Rückkehr ins Leben (4): Bei Schiller und Brecht

Der Geschichten um glücklich gerettete Verurteilte, denen der Tod drohte, ist kein Ende. Meine Serie verlängert sich also von selbst. Hier zwei Anekdoten aus dem Dreißigjährigen Krieg (1618-1648), die mir auffielen; aber jetzt reicht es mit den Schrecken des Krieges!

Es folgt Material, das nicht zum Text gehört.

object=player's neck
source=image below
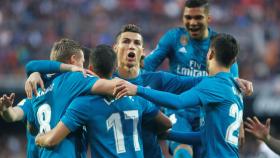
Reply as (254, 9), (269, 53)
(202, 28), (209, 40)
(209, 67), (230, 76)
(118, 66), (140, 79)
(209, 63), (230, 76)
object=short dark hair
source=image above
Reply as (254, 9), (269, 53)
(210, 33), (239, 67)
(82, 47), (92, 68)
(116, 24), (142, 40)
(50, 38), (82, 63)
(185, 0), (209, 13)
(89, 44), (117, 78)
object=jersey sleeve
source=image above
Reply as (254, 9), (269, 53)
(144, 30), (174, 71)
(160, 72), (203, 94)
(25, 60), (61, 76)
(195, 78), (224, 106)
(140, 98), (159, 122)
(66, 72), (98, 95)
(61, 98), (89, 132)
(230, 62), (239, 78)
(17, 99), (34, 122)
(137, 86), (201, 109)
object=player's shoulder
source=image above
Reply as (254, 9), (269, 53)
(56, 72), (98, 82)
(167, 27), (187, 37)
(71, 95), (102, 104)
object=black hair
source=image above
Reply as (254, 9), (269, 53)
(185, 0), (209, 13)
(210, 33), (239, 67)
(89, 44), (117, 78)
(82, 47), (92, 68)
(116, 24), (142, 40)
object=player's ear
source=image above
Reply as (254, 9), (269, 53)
(70, 55), (76, 65)
(207, 15), (212, 24)
(113, 43), (118, 53)
(88, 65), (94, 72)
(207, 48), (215, 60)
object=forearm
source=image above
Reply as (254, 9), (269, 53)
(264, 135), (280, 155)
(35, 121), (70, 147)
(25, 60), (61, 76)
(1, 107), (24, 122)
(166, 130), (201, 145)
(91, 79), (116, 96)
(137, 86), (199, 109)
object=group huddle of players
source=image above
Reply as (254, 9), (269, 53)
(4, 0), (278, 158)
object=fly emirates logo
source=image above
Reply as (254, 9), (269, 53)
(176, 60), (208, 77)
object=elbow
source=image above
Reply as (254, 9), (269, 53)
(45, 136), (58, 148)
(25, 61), (34, 76)
(3, 117), (15, 123)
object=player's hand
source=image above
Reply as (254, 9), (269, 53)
(235, 78), (254, 96)
(238, 122), (245, 149)
(245, 117), (270, 141)
(35, 133), (44, 147)
(113, 80), (137, 99)
(24, 72), (45, 98)
(0, 93), (15, 111)
(70, 65), (99, 77)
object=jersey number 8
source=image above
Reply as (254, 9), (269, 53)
(106, 110), (140, 154)
(37, 103), (52, 133)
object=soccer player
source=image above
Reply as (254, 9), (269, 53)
(26, 24), (252, 158)
(115, 34), (243, 157)
(0, 93), (38, 158)
(36, 45), (171, 158)
(26, 39), (122, 157)
(144, 0), (244, 157)
(244, 117), (280, 155)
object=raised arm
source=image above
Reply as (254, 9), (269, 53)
(245, 117), (280, 155)
(25, 60), (62, 76)
(136, 86), (201, 109)
(160, 130), (201, 145)
(114, 81), (201, 109)
(35, 121), (70, 148)
(0, 93), (24, 122)
(144, 31), (173, 71)
(25, 60), (95, 76)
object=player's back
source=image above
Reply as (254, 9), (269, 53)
(33, 73), (96, 157)
(199, 73), (243, 157)
(62, 96), (158, 158)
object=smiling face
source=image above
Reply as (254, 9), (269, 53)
(183, 7), (210, 40)
(114, 32), (144, 69)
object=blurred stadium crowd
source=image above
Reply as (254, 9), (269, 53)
(0, 0), (280, 157)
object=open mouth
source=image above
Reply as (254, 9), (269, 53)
(189, 27), (200, 32)
(127, 52), (135, 58)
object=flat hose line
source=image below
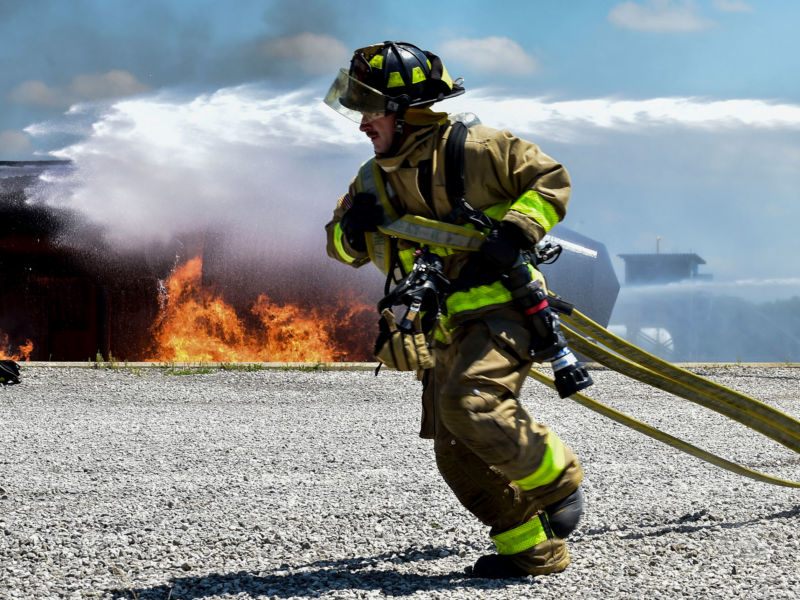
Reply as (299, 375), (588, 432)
(530, 369), (800, 488)
(562, 310), (800, 452)
(563, 327), (800, 452)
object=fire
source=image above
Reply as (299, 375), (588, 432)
(151, 257), (375, 362)
(0, 331), (33, 361)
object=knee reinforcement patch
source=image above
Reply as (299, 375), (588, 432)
(545, 488), (583, 539)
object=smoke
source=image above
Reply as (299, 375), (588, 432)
(26, 85), (800, 290)
(27, 86), (360, 253)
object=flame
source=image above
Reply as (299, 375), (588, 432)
(0, 331), (33, 362)
(150, 256), (375, 362)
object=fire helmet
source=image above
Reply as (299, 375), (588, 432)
(325, 42), (464, 123)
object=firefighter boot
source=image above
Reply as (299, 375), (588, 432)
(471, 488), (583, 579)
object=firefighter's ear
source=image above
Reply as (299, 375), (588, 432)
(381, 308), (397, 332)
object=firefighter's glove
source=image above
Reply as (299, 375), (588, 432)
(339, 192), (383, 252)
(374, 308), (434, 371)
(459, 222), (527, 287)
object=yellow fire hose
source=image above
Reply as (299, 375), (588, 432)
(530, 310), (800, 488)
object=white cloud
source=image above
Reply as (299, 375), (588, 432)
(0, 130), (31, 155)
(9, 70), (150, 108)
(447, 90), (800, 140)
(261, 33), (351, 75)
(439, 36), (539, 76)
(608, 0), (714, 33)
(713, 0), (755, 12)
(69, 69), (149, 100)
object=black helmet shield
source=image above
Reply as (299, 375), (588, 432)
(325, 42), (464, 122)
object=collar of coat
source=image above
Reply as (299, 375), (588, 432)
(375, 124), (440, 173)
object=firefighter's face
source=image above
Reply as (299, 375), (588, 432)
(359, 114), (396, 154)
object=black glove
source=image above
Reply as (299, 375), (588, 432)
(339, 192), (383, 252)
(458, 222), (528, 287)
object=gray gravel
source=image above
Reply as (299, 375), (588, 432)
(0, 367), (800, 600)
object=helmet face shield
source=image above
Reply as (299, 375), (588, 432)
(324, 69), (387, 123)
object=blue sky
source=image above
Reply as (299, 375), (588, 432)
(0, 0), (800, 290)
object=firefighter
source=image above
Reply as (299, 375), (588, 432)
(325, 42), (583, 578)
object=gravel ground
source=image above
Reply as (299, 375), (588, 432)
(0, 366), (800, 600)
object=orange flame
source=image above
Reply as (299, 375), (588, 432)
(151, 256), (374, 362)
(0, 332), (33, 361)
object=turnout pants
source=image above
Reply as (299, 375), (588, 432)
(421, 308), (583, 574)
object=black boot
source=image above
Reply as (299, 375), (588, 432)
(544, 488), (583, 540)
(470, 554), (529, 579)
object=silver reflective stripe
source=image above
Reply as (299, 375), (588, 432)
(365, 231), (391, 275)
(378, 215), (486, 250)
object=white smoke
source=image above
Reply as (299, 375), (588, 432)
(27, 86), (368, 246)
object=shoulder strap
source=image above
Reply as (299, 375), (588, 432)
(444, 121), (467, 205)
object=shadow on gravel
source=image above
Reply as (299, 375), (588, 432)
(108, 547), (534, 600)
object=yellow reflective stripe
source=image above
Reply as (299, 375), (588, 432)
(514, 431), (567, 491)
(386, 71), (405, 87)
(378, 215), (486, 250)
(510, 190), (559, 233)
(446, 265), (547, 316)
(333, 223), (356, 263)
(397, 246), (455, 273)
(447, 281), (511, 315)
(492, 515), (547, 554)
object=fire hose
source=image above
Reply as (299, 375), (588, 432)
(372, 201), (800, 488)
(530, 310), (800, 488)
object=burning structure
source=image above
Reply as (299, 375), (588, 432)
(0, 161), (376, 362)
(0, 161), (619, 362)
(611, 253), (800, 362)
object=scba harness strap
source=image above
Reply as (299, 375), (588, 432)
(356, 114), (486, 276)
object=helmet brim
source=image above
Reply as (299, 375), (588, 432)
(324, 69), (387, 123)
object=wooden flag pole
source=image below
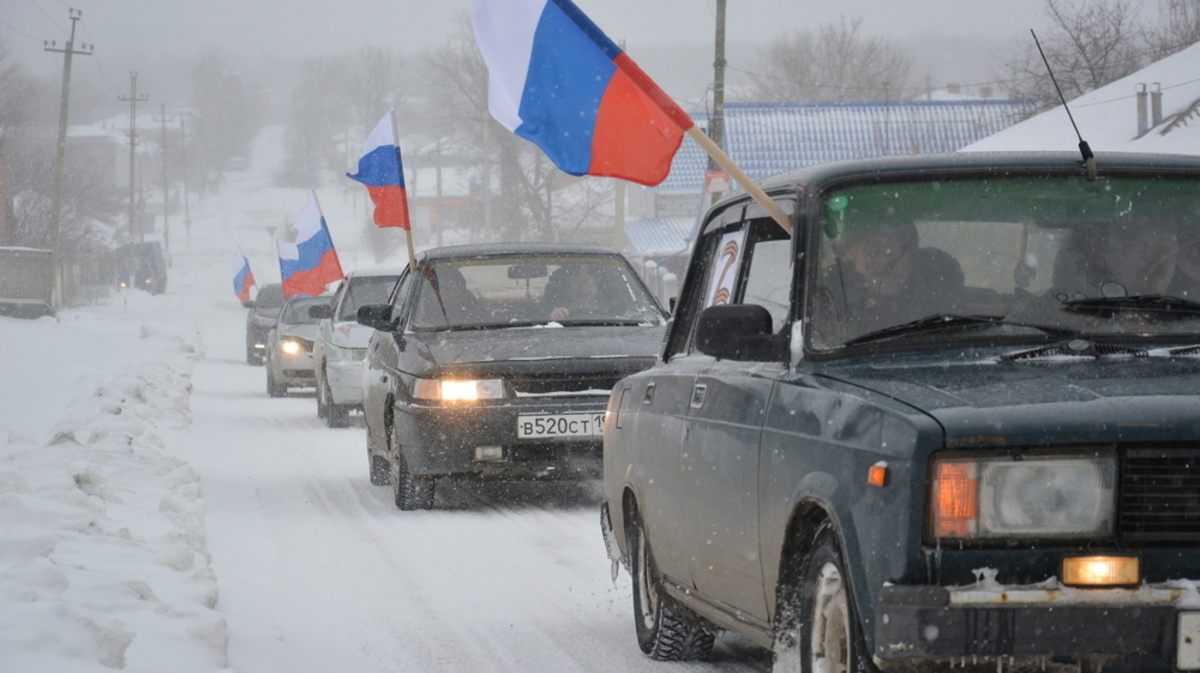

Die erste ist aus dem erwähnten Buch von Friedrich Schiller. Wallenstein war ein gefürchteter, aber auch geachteter Feldherr, Über ihn hat Schiller ja ein Theaterstück geschrieben und erwähnt: »Furcht war der Talisman, durch den er wirkte; ausschweifend im Strafen wie im Belohnen, wusste er den Eifer seiner Untergebenen in immerwährender Spannung zu erhalten …« Schiller:

Die Räubereien der Soldaten im Freundesland hatten geschärfte Verordnungen gegen die Marodeure veranlasst, und der Strang war jedem gedroht, den man auf einem Diebstahl betreten würde. Da geschah es, dass Wallenstein selbst einem Soldaten auf dem Felde begegnete, den er ununtersucht als einen Übertreter des Gesetzes ergreifen ließ, und mit dem gewöhnlichen Donnerwort, gegen welches keine Einwendung stattfand: »Lass die Bestie hängen«, zum Galgen verdammte. Der Soldat beteuert und beweist seine Unschuld ― aber die unwiderrufliche Sentenz ist heraus. »So hänge man dich unschuldig«, sagte der Unmenschliche; »desto gewisser wird der Schuldige zittern.« Schon macht man die Anstalten, diesen Befehl zu vollziehen, als der Soldat, der sich ohne Rettung verloren sieht, den verzweifelten Entschluss fasst, nicht ohne Rache zu sterben. Wütend fällt er seinen Richter an, wird aber, ehe er den Vorsatz ausführen kann, von der überlegenen Anzahl entwaffnet. »Jetzt lasst ihn laufen«, sagte der Herzog. »Es wird Schrecken genug erregen.«

Die zweite steht am Schluss (Kapitel 28) des Buches Die Landstreicherin Courage von Grimmelshausen (1680), wodurch Brecht wohl zu seiner Mutter Courage und ihre Kinder inspiriert wurde. Die Courage, die ihr Leben selbst erzählt, landet nach mehreren Ehen und den Wechselfällen des Krieges bei den Zigeunern, wie man damals noch schrieb, und sie gibt zu, man habe sich durch Betrügereien ernährt. Einmal kamen sie in Lothringen in eine Dorf, in dem Kirchweih gefeiert wurde und es nach Gebratenem roch. Da spielten sie eine Komödie:

Der Mann der Courage gab sich als Obristen-Leutnant mit Gefolge aus, ein junger Mann erschoss (wie geplant) eine Henne, und der Soldat verurteilte ihn zum Tod durch den Strang. Ein Zigeuner mimte den Henker, ein junges Mädchen die Frau des Verurteilten die jammernd auftauchte. Der Leutnant ließ den jungen Mann in den Wald schleppen, das Mädchen schrie, alle Dorfbewohner hatten sich versammelt und baten um Gnade, die der Leutnant schließlich gewährte. Während jedoch die Dorfbewohner im Wald zusahen, plünderten die Zigeunerfrauen in den Küchen alles Essbare, und irgendwo traf die ganze Gesellschaft wieder zusammen, die so schön Theater gespielt hatte.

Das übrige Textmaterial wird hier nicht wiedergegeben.